MR. ALTERMAN: There is no such thing as reality. Reality is contestable. Mr. Kincaid and I have completely different views of affirmative action, how it works, what its importance is in society, and whether this particular case has important implications for it. There is no such thing as truth and there is no such thing as objective reality. And therefore it's very important for journalists to understand, in the larger sense, what they're writing about and try to bring some context to the report, so that people who read this can understand why it's important.

MR. MORALES: And, Cliff Kincaid, the last word to you.

MR. KINCAID: I would say that those abroad looking at the American media have to take the same attitude as American news consumers here. And all the media -- whether it's Eric Alterman's The Nation magazine or Fox News or The New York Times -- have an agenda of sorts, because true objective reporting is not possible. So, be skeptical. Consult alternative sources of information.

Yes, demand answers, for example, from the US Government about where the [Iraqi] weapons of mass destruction are.
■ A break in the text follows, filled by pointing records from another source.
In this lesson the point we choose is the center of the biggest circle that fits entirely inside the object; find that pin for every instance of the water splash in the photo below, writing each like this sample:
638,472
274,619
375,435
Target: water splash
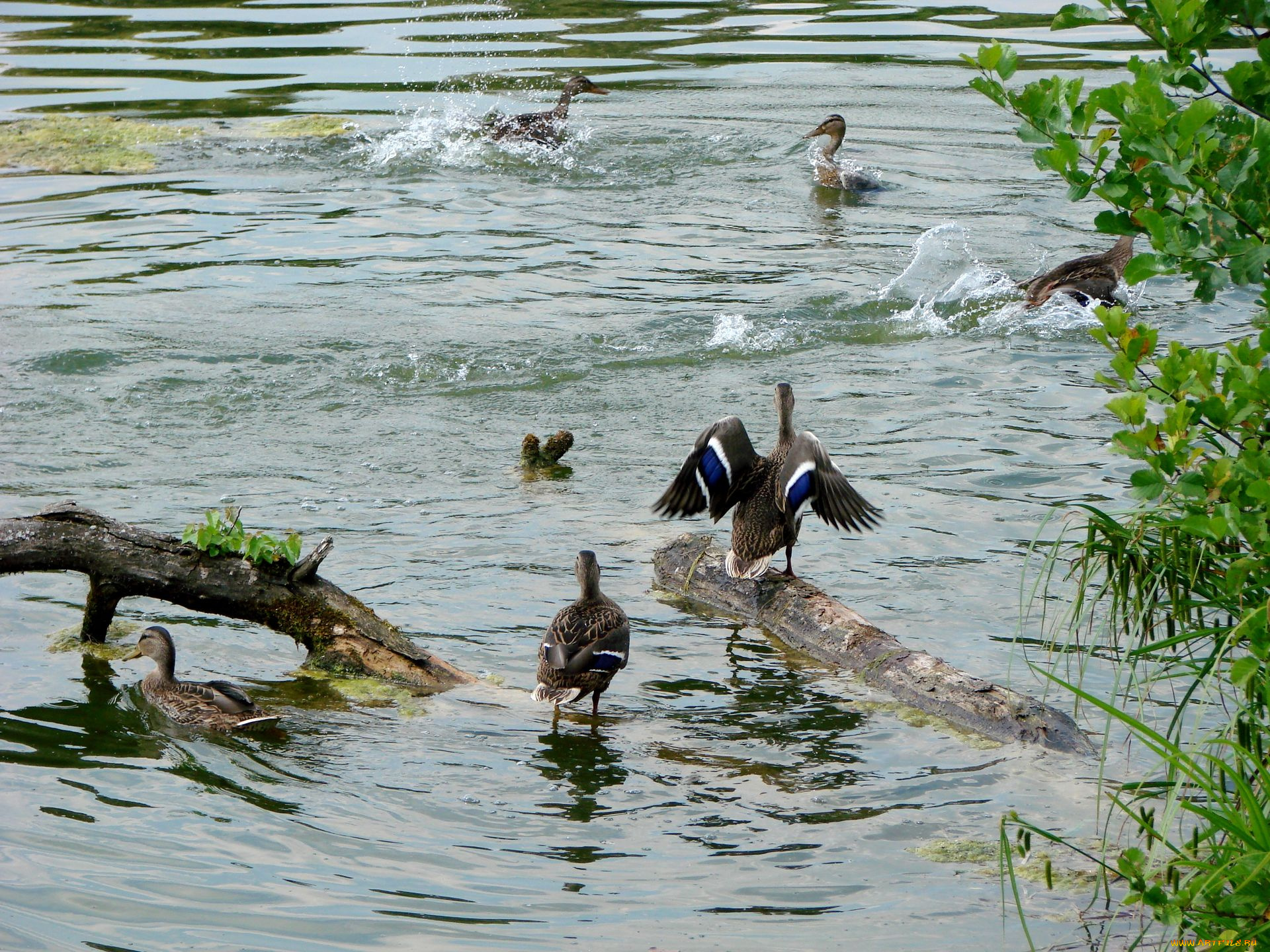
849,167
734,332
952,292
454,136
Were they there in the first place? Have they been transferred out of the country? These are the sorts of legitimate questions that we have to ask, not only of the US Government, but also major corporations, labor unions and the media themselves.

MR. ALTERMAN: Amen. We agree on that.

MR. MORALES: Gentlemen, we'll have to leave it there. I would like to thank my guests: Eric Alterman of The Nation magazine and Cliff Kincaid of Accuracy in Media.